Encryption has become a common industry safeguard for ePHI and is considered an addressable standard. “Addressable” simply means the standard is so accessible to most covered entities they would need to document why they didn’t adopt the safeguard if they choose not to and explain what procedures they have adopted instead.
According to a June 2012 Hitech Answers article by Matt Wimberley, encryption is such a trusted security feature that although the HITECH act mandated that ePHI data breaches must be reported to the Department of Health and Human Services (HHS), affected individuals, and often, the media, encryption changes the rules.
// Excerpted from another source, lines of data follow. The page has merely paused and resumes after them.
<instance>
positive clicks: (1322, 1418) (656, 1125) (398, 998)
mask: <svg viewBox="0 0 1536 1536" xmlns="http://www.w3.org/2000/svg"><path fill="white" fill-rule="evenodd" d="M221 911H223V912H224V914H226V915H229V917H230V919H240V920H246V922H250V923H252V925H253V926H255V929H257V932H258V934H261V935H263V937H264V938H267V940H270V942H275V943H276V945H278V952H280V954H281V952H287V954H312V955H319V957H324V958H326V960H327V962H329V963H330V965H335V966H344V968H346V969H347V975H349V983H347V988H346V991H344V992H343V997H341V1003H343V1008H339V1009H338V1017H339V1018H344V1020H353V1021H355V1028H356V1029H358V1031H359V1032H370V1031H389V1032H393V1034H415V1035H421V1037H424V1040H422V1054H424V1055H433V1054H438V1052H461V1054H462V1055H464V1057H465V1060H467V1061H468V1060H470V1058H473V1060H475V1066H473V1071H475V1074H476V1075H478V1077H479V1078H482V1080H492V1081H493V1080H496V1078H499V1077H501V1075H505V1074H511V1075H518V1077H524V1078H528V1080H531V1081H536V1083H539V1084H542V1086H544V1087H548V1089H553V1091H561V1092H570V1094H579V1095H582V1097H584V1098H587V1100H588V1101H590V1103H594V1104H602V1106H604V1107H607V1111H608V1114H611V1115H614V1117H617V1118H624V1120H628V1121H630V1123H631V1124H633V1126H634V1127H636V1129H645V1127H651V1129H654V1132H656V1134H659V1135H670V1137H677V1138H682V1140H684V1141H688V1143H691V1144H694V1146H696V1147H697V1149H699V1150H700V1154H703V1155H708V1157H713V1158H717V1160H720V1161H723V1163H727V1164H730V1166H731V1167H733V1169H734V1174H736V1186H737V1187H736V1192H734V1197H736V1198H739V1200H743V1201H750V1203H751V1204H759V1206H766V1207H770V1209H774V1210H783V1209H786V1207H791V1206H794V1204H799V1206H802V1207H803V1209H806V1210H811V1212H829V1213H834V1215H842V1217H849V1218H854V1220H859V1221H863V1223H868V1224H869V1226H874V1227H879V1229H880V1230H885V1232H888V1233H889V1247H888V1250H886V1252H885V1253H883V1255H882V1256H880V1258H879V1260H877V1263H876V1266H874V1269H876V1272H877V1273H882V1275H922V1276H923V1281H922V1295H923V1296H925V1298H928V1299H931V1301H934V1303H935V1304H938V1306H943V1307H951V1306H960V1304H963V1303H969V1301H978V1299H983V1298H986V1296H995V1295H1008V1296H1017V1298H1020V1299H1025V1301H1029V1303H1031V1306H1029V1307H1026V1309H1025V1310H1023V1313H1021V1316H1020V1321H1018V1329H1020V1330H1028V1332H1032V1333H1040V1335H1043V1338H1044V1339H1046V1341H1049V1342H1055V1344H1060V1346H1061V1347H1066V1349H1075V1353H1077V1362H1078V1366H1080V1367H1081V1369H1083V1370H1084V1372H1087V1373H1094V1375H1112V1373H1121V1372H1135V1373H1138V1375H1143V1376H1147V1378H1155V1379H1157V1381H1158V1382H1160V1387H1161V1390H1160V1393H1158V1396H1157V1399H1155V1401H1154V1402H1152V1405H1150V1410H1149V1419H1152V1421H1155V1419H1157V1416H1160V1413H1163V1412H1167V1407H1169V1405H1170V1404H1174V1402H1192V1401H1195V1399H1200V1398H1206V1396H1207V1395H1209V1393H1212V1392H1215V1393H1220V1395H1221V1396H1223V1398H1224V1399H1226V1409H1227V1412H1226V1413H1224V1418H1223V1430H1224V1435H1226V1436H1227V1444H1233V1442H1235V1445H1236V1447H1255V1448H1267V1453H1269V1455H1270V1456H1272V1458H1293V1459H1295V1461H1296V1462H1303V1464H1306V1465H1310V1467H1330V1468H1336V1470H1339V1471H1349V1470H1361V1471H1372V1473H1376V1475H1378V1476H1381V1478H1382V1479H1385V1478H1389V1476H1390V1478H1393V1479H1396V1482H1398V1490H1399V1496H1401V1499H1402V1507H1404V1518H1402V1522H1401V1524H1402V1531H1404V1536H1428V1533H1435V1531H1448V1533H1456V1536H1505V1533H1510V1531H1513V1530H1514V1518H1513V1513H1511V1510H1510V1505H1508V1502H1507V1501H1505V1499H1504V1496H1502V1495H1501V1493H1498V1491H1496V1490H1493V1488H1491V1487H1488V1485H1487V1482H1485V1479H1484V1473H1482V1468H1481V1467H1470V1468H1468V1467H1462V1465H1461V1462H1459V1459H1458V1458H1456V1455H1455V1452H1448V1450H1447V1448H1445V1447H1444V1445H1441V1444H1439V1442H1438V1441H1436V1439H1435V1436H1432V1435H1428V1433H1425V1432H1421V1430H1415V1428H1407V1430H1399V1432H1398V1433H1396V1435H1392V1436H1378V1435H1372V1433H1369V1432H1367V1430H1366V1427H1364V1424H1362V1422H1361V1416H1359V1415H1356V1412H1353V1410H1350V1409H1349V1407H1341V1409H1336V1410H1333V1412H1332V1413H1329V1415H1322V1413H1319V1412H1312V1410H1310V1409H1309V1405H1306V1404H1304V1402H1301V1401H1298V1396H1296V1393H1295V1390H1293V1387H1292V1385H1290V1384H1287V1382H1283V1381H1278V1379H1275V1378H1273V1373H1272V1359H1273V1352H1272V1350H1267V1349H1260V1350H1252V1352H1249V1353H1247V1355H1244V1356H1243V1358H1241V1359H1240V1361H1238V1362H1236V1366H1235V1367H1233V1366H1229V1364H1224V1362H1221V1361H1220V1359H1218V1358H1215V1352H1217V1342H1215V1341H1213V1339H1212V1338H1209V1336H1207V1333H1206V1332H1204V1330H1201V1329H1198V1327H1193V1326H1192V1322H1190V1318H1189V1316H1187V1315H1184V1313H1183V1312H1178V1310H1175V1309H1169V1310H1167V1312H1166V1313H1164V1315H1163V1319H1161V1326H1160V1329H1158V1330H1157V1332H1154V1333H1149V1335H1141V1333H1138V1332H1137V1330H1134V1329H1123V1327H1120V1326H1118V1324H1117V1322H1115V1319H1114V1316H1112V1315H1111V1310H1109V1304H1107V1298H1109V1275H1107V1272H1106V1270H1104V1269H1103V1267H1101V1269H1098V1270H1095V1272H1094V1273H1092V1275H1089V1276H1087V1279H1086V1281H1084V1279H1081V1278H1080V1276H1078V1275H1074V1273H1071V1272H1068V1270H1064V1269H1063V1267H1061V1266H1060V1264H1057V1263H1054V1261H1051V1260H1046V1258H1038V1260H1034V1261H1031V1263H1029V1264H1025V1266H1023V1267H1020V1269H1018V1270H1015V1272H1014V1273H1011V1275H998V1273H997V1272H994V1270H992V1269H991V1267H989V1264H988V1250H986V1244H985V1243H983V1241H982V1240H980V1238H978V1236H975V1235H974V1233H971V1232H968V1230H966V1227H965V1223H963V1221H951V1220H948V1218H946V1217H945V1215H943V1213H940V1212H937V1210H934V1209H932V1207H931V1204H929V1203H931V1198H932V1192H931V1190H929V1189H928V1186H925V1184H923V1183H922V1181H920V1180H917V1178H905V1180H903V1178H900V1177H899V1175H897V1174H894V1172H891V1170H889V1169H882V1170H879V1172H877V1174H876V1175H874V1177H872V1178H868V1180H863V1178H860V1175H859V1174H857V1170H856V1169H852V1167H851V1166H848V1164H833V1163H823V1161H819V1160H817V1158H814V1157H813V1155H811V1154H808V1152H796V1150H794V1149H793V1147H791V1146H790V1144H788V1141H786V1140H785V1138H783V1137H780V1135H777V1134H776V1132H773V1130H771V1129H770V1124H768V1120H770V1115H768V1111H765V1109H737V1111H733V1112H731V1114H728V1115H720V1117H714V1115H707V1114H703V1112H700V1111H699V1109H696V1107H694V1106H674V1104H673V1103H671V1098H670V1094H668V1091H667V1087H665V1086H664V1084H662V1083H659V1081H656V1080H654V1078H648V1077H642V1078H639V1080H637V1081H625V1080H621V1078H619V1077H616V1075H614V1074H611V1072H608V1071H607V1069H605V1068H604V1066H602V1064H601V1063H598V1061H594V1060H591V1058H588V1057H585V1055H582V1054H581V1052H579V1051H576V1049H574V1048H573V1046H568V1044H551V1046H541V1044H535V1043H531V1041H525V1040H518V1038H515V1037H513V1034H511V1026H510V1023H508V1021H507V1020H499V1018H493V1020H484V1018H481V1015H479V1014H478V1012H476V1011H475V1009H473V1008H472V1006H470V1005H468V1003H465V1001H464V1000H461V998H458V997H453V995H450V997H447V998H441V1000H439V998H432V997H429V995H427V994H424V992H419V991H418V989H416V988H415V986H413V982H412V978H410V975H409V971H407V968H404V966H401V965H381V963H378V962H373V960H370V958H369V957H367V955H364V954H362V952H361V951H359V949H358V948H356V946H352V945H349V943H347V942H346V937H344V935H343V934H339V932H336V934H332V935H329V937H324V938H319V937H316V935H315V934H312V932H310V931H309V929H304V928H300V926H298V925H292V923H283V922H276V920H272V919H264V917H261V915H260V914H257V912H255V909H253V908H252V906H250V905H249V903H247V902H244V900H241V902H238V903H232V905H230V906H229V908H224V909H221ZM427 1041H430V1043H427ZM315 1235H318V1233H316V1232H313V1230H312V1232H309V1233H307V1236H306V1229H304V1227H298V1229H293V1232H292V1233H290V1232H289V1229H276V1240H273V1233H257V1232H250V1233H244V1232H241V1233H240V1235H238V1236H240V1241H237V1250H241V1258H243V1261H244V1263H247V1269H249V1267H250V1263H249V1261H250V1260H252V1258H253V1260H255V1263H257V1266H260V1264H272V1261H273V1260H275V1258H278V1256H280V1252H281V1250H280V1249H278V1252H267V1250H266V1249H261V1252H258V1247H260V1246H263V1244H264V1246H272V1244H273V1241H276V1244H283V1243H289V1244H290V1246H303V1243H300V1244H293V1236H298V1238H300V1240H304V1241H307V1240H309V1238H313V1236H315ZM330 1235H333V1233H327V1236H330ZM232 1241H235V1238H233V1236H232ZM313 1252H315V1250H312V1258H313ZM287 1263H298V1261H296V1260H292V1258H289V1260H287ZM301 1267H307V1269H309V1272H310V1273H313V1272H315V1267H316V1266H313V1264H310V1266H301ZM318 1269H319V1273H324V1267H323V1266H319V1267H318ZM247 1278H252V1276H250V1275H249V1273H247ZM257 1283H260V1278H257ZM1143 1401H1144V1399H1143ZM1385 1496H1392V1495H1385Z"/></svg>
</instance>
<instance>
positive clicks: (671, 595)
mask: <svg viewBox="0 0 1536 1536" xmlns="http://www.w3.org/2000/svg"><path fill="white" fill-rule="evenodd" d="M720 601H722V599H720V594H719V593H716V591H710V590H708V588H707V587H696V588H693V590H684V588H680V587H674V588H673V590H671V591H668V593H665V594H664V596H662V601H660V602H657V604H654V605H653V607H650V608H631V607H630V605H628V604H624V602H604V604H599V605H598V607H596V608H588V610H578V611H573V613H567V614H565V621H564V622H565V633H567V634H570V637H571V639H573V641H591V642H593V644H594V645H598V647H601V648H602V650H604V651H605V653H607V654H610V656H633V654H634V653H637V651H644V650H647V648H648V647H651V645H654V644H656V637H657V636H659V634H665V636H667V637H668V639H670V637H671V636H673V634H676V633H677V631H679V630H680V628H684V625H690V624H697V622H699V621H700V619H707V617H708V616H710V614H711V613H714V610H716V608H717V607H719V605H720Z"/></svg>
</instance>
“Congress provided an important exception to this reporting requirement by defining a breach to not include ePHI protected ‘with the use of a technology or methodology specified by the Secretary’ so long as it ‘renders protected health information unusable, unreadable, or indecipherable.’ The Secretary specified encryption,” Wimberley wrote in “Encrypting ePHI to Achieve HIPAA Security.”
While most covered entities and business associates, like CIPROMS, use encrypted email to transmit ePHI, if the recipients of those messages then download or cache the ePHI on a non-encrypted hard drive, the data is no longer protected up to the addressable standard. This is where many providers may become non-compliant.
“If [covered entities] don’t encrypt (which would be a bad choice as it is [the] only viable way of avoiding very bad and expensive consequences in the event of a breach), they would have to explain in their risk analysis why it’s not feasible and what alternate mechanism they have in place to protect the data,” said Michael Dayton, CIPROMS Compliance Officer.
“It is my opinion that HHS will, at some point, require it. Since the original Security Rule went into effect, there have been [so] many free or very inexpensive encryption solutions put out there. And given the horrific fines and penalties being levied for breaches of unencrypted data, not encrypting is now being viewed as malfeasant,” Dayton added.
The simple solution? Updated security policies, technology features, and practice procedures limiting the circumstances for downloading ePHI.
“Part of our clients’ compliance plans should be that if they access any PHI, it can only be downloaded on an encrypted disk and may not be cached,” said CIPROMS CEO Cheryl Louks.
Apart from encryption, the other technical safeguards for ePHI include access control, unique user identification, and emergency access procedures, all of which are required safeguards. The other addressable standard, along with encryption, is an automatic logoff.